4

Breaking it down to a minimal example:

class User < ActiveRecord::Base
  has_many :profiles
  has_many :addresses, through: :profiles
end

class Profile < ActiveRecord::Base
  belongs_to :user
  has_many :addresses
end

class Address < ActiveRecord::Base
  belongs_to :profile

  def self.active_by_date
    where(is_active: true).order('updated_at DESC')
  end
end

class UsersController < ApplicationController
  def index
    @users = User.includes(profiles: :addresses)
  end
end

Suppose that in the above controller action, I want to eager-load the active addresses, sorted by date, for each user's profiles.
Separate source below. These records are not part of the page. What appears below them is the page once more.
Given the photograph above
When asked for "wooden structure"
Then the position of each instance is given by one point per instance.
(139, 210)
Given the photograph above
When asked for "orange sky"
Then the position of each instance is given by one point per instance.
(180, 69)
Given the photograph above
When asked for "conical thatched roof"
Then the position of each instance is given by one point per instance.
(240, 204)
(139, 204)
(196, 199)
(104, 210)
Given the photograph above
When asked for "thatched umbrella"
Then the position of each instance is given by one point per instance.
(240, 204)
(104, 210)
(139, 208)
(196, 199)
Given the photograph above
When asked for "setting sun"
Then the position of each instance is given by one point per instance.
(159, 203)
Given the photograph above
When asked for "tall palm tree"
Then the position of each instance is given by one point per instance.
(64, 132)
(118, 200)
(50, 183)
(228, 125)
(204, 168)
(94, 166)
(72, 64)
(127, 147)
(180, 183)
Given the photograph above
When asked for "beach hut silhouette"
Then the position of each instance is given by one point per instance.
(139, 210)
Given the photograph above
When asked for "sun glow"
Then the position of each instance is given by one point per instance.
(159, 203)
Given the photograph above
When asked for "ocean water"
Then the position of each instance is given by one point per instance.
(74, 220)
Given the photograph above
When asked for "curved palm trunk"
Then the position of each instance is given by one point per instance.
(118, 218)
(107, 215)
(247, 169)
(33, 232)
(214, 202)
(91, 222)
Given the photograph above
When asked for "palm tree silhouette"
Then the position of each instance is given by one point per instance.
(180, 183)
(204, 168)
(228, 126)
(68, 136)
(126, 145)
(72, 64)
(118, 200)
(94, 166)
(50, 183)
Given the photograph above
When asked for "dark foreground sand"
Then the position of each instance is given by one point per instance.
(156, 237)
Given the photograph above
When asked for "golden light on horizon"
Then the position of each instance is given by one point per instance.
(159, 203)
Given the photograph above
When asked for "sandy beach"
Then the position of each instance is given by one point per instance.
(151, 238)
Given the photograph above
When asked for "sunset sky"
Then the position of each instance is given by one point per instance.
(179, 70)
I could do this:

class User < ActiveRecord::Base
  has_many :profiles
  has_many :addresses, through: :profiles
  has_many :active_addresses_by_date, through: :profiles,
    source: :addresses, class_name: Address,
    conditions: ['address.is_active = ?', true],
    order: 'address.updated_at DESC'
end

class UsersController < ApplicationController
  def index
    @users = User.includes(profiles: :active_addresses_by_date)
  end
end

But since I can't reuse the active_by_date scope on Address, the condition and order now exist in two places. I'd like to DRY this up so that, as in the first version, the concept of "active addresses by date" exists only in the Address model. Ideally, in the view I would be able to call @users.each { |user| user.addresses.active_by_date } without firing any queries. Is this possible under ActiveRecord, and if so, how would I go about it?

4

1 回答 1

0

也许我不明白一些事情,但如果你active_by_date改为

  def self.active_by_date
    where("addresses.is_active = ?", true).order('addresses.updated_at DESC')
  end

那么就不能打电话了User.includes(profiles: :addresses).active_by_date吗?